Yes, yes, we’ve all heard it. Catwoman has costumed, angry sex with Batman at the end of the first issue. I’d rather Judd Winick had not decided to start off the new series like that, since I was quite a fan of Batman and Catwoman’s relationship before the reboot. Seeing the two of them having sex when all their past history has been erased just doesn’t sit well with me. It’s sensationalism, and it certainly drew attention to the book. So, job well done I guess? Unless of course you wanted to see Batman and Catwoman bumping uglies. So…all of the internet then?
The sex scene would be a much bigger deal if the rest of the book sucked. At that point, Winick resorting to the lowest common denominator so early would reveal the book as a shallowly written piece of garbage. The problem is that the rest of the book, ignoring the occasional risque moment, is actually pretty good. While it is clear that Batman knows Catwoman’s secret identity, she does not know his. So in a way we get to have the fun of them building their relationship up again. Yay?
So we’ve been half Quesadaed. Romance-wise Batman starts off at square one again. But he’d need to have a brand new romantic interest no-one cared about for it to be a full Quesada. Oh who am I kidding, we all know the expendable romantic interests are on their way.
The issues themselves lack a concrete overarching plot. Essentially the story is Catwoman stealing something valuable, getting revenge on people that harmed her in the past, and sexing Batman. Each issue ends with her in ever increasing dire circumstances. This continues until she finds her friend murdered by a villain she stole from, at which point Selina finds herself involved in dirty cop money and hunted by the gotham police.
The main draw for this book is Catwoman herself, she’s clearly a broken character, whose personality flaws are the sole reason she can’t live a normal life. She’s not just a thief, she’s a thrill seeker. Which explains her proclivity for banging Batman, since what could be more thrilling than sexing up the world’s greatest bat themed detective?
Selina clearly can’t help herself. No matter how many people die because of her mistakes, she keeps going back to breaking the law for thrills. While this doesn’t make her the thief with a heart of gold anti-hero from her last series, it does help place her back in the role of a Batman villain. Something that hasn’t been done in years.

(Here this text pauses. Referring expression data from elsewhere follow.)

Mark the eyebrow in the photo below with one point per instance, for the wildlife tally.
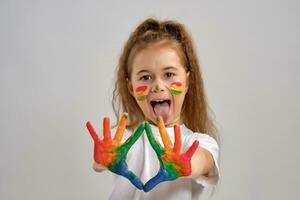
(170, 67)
(164, 69)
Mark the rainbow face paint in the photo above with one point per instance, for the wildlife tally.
(173, 164)
(111, 154)
(176, 88)
(141, 92)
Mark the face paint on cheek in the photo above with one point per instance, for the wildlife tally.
(141, 92)
(176, 88)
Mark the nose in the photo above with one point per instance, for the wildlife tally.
(158, 86)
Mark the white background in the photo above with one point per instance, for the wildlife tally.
(57, 61)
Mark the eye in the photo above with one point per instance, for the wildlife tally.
(145, 78)
(169, 74)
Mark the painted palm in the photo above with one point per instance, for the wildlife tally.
(173, 163)
(111, 153)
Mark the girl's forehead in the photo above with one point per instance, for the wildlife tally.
(155, 58)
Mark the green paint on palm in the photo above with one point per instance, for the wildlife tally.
(159, 151)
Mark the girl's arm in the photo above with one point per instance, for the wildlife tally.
(202, 162)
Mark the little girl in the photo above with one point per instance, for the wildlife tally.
(159, 85)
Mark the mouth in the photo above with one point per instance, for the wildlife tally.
(161, 107)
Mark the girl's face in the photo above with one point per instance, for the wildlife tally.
(159, 83)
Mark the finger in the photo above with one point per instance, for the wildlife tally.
(157, 148)
(163, 133)
(122, 169)
(106, 130)
(121, 128)
(177, 143)
(92, 132)
(132, 139)
(189, 153)
(160, 177)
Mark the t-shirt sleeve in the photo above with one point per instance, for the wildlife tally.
(209, 143)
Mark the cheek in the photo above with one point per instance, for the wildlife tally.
(141, 92)
(176, 88)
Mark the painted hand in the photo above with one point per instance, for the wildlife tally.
(110, 153)
(173, 164)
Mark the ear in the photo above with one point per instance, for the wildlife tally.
(129, 86)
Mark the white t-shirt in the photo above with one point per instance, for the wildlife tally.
(142, 160)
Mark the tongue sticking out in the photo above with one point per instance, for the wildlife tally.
(162, 110)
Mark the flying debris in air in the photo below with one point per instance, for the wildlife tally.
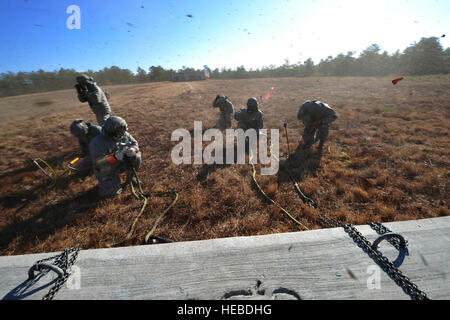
(397, 80)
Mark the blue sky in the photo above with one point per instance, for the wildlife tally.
(219, 34)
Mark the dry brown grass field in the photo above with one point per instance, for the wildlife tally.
(387, 159)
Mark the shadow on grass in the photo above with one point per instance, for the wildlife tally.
(48, 220)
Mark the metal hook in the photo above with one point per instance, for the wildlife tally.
(40, 266)
(388, 236)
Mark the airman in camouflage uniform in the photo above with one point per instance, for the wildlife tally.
(316, 117)
(112, 152)
(226, 112)
(85, 132)
(250, 118)
(88, 91)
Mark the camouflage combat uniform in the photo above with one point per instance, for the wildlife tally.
(84, 135)
(247, 120)
(316, 117)
(89, 91)
(108, 174)
(226, 112)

While I do like Catwoman as a reluctant hero, it is nice to see that care has been taken to make her more like the other super villains Batman faced. Rather than just being a thief with a strange outfit, Selina now has a clear mental problem, something all Batman villains share with each other. I have no doubt that she will slowly make her way back towards being more heroic, and I expect it to be quite the experience.
The book’s biggest strength, and weakness, is that every issue ends with a cliffhanger that leaves the reader clamoring for more. Where this becomes a problem is that the resolution at the beginning of the next issue is never as satisfying as it should be. After around five or six issues of this it’s less clamoring, and more a half hearted shrug.
The story has an underlying thread, sort of, but it’s not something I’m looking forward to. The one-good-cop-in-gotham character, like all other non-established characters, reeks of expendability. I can tell we’re meant to eventually start caring about him. But I can’t be bothered to, because I know he won’t be sticking around very long.
I would have to say that the series peaked at the issue where Catwoman went after the villain who murdered her friend. I can’t remember his name, because he doesn’t show up again, and he’s really just what you’d get if the Black Skull stuck his head in a bucket of whitewash. Up to this point the issues connected well despite the lack of any overarching thread. But recent issues haven’t quite bought me. The “How will Catwoman get out of this!?” doesn’t really work anymore when it happens every issue, without better reasons to continue reading.
While the erratic jumping around of the plot suits Catwoman’s equally erratic personality, the lack of an overarching plot is hurting the book. Relying on a cliffhanger to grab the reader back for the next issue is sloppy writing, especially when the payoff continues to be underwhelming. We need more to justify the three dollar purchase every month. I would say sit back and enjoy the ride, and that’s why I’m continuing to read the series. But unless I have a good reason to be invested in a book, then it’s at the top of my list of books to be cut when finances are tight.